W ciągu ostatnich dwóch sezonów przetestowaliśmy szereg motocykli turystycznych, od najtańszych do najbardziej wypasionych, i zrobiliśmy to na każdym rodzaju tras. Po mieście, po najbliższej okolicy, po kraju, za granicą, po asfalcie i po szutrach. Oto pięć tanich modeli, które zrobiły na nas najlepsze wrażenie i które z czystym sumieniem możemy polecić osobom szukającym budżetowej, ale dobrze wykonanej maszyny adventure na co dzień i do turystyki.
Ostatnie kilka lat to niewątpliwy przełom zarówno w bogactwie oferty niedrogich motocykli turystycznych, przede wszystkim w stylu adventure, jak też w podejściu polskich klientów do maszyn wyprodukowanych w Chinach. Nie są one jeszcze u nas tak popularne, jak np. we Włoszech czy w Hiszpanii, ale już na niemal każdym wyjeździe zdarza nam się spotkać jednego lub kilka „chińczyków”.
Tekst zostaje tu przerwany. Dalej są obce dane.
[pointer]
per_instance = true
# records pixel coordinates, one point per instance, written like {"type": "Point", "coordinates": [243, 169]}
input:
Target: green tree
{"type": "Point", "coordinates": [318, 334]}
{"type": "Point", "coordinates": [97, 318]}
Sami też wielokrotnie mieliśmy okazję przejechać się niemal każdym oferowanym w Polsce modelem, i nie były to tylko krótkie wypady. Oczywiście, jak w każdym, nawet najdroższym motocyklu, zdarzały się wpadki i niedociągnięcia, natomiast nie mamy wątpliwości, że przyszłość takich marek jak CFMoto, Kove, Voge czy QJ Motor rysuje się w jasnych barwach. Te maszyny dorównują, a w pewnych aspektach wręcz prześcigają konkurentów ze „starej gwardii” z Japonii i Europy. A przy tym są bardzo korzystnie wycenione. Pięć wskazanych poniżej modeli uważamy za pewny i bezpieczny wybór, jeżeli chcecie dostać jak najwięcej za jak najmniej.
CFMoto 450 MT
Motocykl, który niektórzy chcą usilnie porównywać do Yamahy Tenere 700. Czy dorównuje jej osiągami i ogólną sprawnością na szosie i w terenie? Oczywiście nie, natomiast kosztuje połowę tego, co ona, ma zbliżone gabaryty i można nim jeździć z prawem jazdy kat. A2. A jeśli odrzucić wszelkie porównania, to CFMoto 450 MT jest po prostu bardzo dobrym, wygodnym i wszechstronnym motocyklem turystycznym. I w zasadzie nie ma konkurencji, jeśli szukamy taniej maszyny, która ma nas dowieźć daleko, często zjeżdżając z asfaltu i czasem pakując się na naprawdę wymagające odcinki.
Dwa cylindry w rzędzie, nieco ponad 40 KM mocy, regulowane zawiasy o skokach po 200 mm, bezdętkowe koła szprychowe 21/18 cali, kontrola trakcji… a to wszystko za mniej niż 28 tys. zł. Sprawdziliśmy ten model na wyjeździe na słoweński i włoski TET oraz w trasie po Mazowszu i mamy o nim jednoznacznie dobrą opinię. Zresztą klienci też – wyniki sprzedaży i polowanie na dostępne egzemplarze mówią same za siebie.
Kove 510X
Zgrabny turystyk marki Kove to jeden z kilku chińskich modeli korzystających ze sprawdzonego silnika Hondy CB500X. Dwucylindrowa jednostka rzędowa o pojemności niecałych 500 cm3 i mocy 48 KM to wzorcowy przykład wpisania się w limity dla kategorii A2. Kove 510X jest bardzo dobrze wykonanym i świetnie wyposażonym motocyklem zarówno na co dzień, jak i do bliższej i dalszej turystyki.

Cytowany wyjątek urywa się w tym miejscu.